Politique

RDC : comment Félix Tshisekedi tente de déminer la crise au sein de l’Union sacrée 

Réservé aux abonnés | | Par Jeune Afrique
Mis à jour le 18 juin 2021 à 18h20
Félix Tshisekedi, en décembre 2018.

Félix Tshisekedi, en décembre 2018. © REUTERS/Baz Ratner

Refus du Sénat de lever l’immunité de Matata Ponyo, opposition au projet de loi d’habilitation… Après deux revers au Parlement, le président manœuvre pour reprendre en main sa majorité. 

Semaine agitée au sein de la majorité présidentielle. Le 15 juin, une majorité de sénateurs a voté contre la levée de l’immunité parlementaire d’Augustin Matata Ponyo. L’ancien Premier ministre (2012-2016) est visé depuis plusieurs jours par une demande d’autorisation de poursuites du procureur général près la Cour Constitutionnelle, dans le cadre du présumé détournement des fonds destinés au programme du parc agro-industriel de Bukanga Lonzo.

Ce refus au Parlement est un revers pour Félix Tshisekedi. Lors d’une réunion, le 6 juin, le chef de l’État avait demandé aux sénateurs membres de l’Union Sacrée de ne pas faire obstruction à la justice. Plus tôt ce 15 juin, les députés de sa majorité s’étaient aussi opposés à l’inscription à l’agenda de l’examen du projet de loi d’habilitation, qui aurait dû permettre à Tshisekedi et à son gouvernement de statuer notamment sur l’état de siège, sans passer par le Parlement.

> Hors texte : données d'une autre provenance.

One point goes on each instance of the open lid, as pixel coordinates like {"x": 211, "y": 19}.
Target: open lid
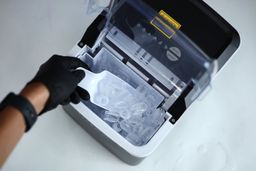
{"x": 152, "y": 40}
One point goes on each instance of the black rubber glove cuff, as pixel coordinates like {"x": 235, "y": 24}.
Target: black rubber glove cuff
{"x": 23, "y": 105}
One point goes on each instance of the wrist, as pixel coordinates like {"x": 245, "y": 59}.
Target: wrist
{"x": 37, "y": 94}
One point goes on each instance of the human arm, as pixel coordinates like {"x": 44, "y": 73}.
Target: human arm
{"x": 55, "y": 83}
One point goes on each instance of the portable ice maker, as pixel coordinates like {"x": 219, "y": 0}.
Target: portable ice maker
{"x": 167, "y": 51}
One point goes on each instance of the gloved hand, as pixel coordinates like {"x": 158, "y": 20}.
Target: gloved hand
{"x": 60, "y": 75}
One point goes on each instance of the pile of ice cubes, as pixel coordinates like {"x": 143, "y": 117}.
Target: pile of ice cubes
{"x": 132, "y": 112}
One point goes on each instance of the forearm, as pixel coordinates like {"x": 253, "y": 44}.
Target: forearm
{"x": 12, "y": 123}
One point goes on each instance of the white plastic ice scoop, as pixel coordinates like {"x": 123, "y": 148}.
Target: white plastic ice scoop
{"x": 107, "y": 90}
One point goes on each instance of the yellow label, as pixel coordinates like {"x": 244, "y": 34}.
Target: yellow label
{"x": 161, "y": 24}
{"x": 171, "y": 20}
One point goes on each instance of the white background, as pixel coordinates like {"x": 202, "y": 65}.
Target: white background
{"x": 215, "y": 134}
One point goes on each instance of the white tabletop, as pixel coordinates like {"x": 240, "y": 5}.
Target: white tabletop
{"x": 215, "y": 133}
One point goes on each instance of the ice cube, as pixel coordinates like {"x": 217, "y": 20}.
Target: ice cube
{"x": 109, "y": 117}
{"x": 139, "y": 108}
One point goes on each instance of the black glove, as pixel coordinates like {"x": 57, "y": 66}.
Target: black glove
{"x": 60, "y": 76}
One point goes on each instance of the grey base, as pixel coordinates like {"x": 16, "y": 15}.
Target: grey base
{"x": 102, "y": 138}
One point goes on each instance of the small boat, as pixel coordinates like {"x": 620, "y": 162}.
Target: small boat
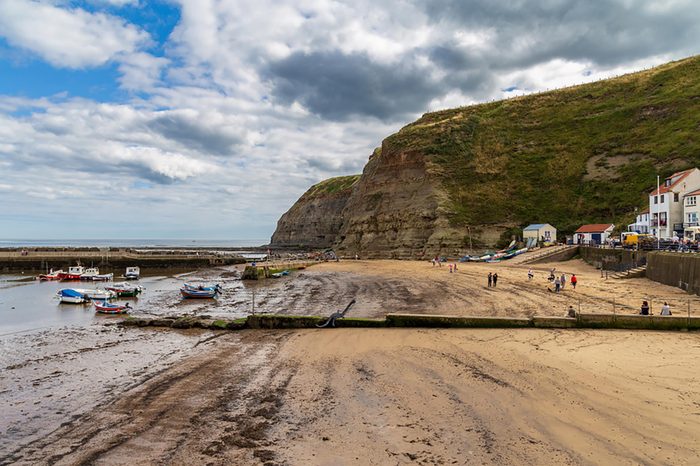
{"x": 189, "y": 291}
{"x": 73, "y": 273}
{"x": 51, "y": 275}
{"x": 132, "y": 273}
{"x": 96, "y": 293}
{"x": 124, "y": 289}
{"x": 69, "y": 295}
{"x": 103, "y": 307}
{"x": 89, "y": 273}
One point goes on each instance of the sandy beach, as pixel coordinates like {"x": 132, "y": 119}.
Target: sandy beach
{"x": 404, "y": 396}
{"x": 395, "y": 396}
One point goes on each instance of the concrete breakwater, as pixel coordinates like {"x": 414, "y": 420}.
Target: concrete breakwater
{"x": 41, "y": 261}
{"x": 266, "y": 321}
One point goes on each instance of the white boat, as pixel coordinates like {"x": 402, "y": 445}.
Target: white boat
{"x": 96, "y": 293}
{"x": 69, "y": 295}
{"x": 89, "y": 273}
{"x": 103, "y": 277}
{"x": 132, "y": 273}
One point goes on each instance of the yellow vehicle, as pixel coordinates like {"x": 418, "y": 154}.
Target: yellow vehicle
{"x": 630, "y": 239}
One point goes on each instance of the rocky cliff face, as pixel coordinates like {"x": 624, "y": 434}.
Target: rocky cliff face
{"x": 314, "y": 221}
{"x": 473, "y": 175}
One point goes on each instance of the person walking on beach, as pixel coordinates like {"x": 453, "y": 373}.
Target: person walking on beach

Pour apaiser les tensions et répondre aux frustrations des élus, le bureau de l’Assemblée nationale, présidé par Christophe Mboso N’kodia Pwanga, a réuni à la demande de Tshisekedi les députés de la majorité ce 18 juin à l’hôtel Fleuve Congo.

500 Jeeps

« 250 jeeps sont déjà là, l’honorable questeur adjoint va partir avec, je crois, trois députés à Boma pour signer le document, puis acheminer les jeeps à Matadi puis à Kinshasa. Le 12 juillet, les 250 autres jeeps seront là. Fin juillet, elles seront remises à tous les députés, y compris à ceux de l’opposition », a expliqué le président de l’Assemblée aux députés.

Appelant régulièrement les députés à faire confiance à Félix Tshisekedi qui, selon lui, « va tenir toutes ses promesses », Mboso est aussi revenu sur le dossier de la Commission électorale nationale indépendante (Ceni), en demandant aux élus de défendre la réforme votée le 11 juin. Cette loi est contestée au Parlement par certains membres de l’Union sacrée et des élus de l’opposition dont Martin Fayulu.« Je suis en train de suivre le débat contre cette loi. Il ne faut pas laisser faire. Allez dans les médias, défendez cette loi, le bureau de l’Assemblée prendra cela en charge financièrement », a-t-il assuré.

Il est également revenu sur « l’affaire Bukanga Lonzo », dans laquelle, outre Matata Ponyo, des députés sont poursuivis. Il a appelé les élus de la majorité à voter en faveur de la demande d’autorisation de poursuites contre les députés Kumbu Kiala et Louise Munga.

« Nous devons voter pour cette résolution, debout et mains levées, pour honorer l’image de l’Assemblée nationale », a lancé Christophe Mboso, avant d’ajouter : « mieux vaut ne pas lier le sort de nos collègues à celui de l’ancien Premier ministre. »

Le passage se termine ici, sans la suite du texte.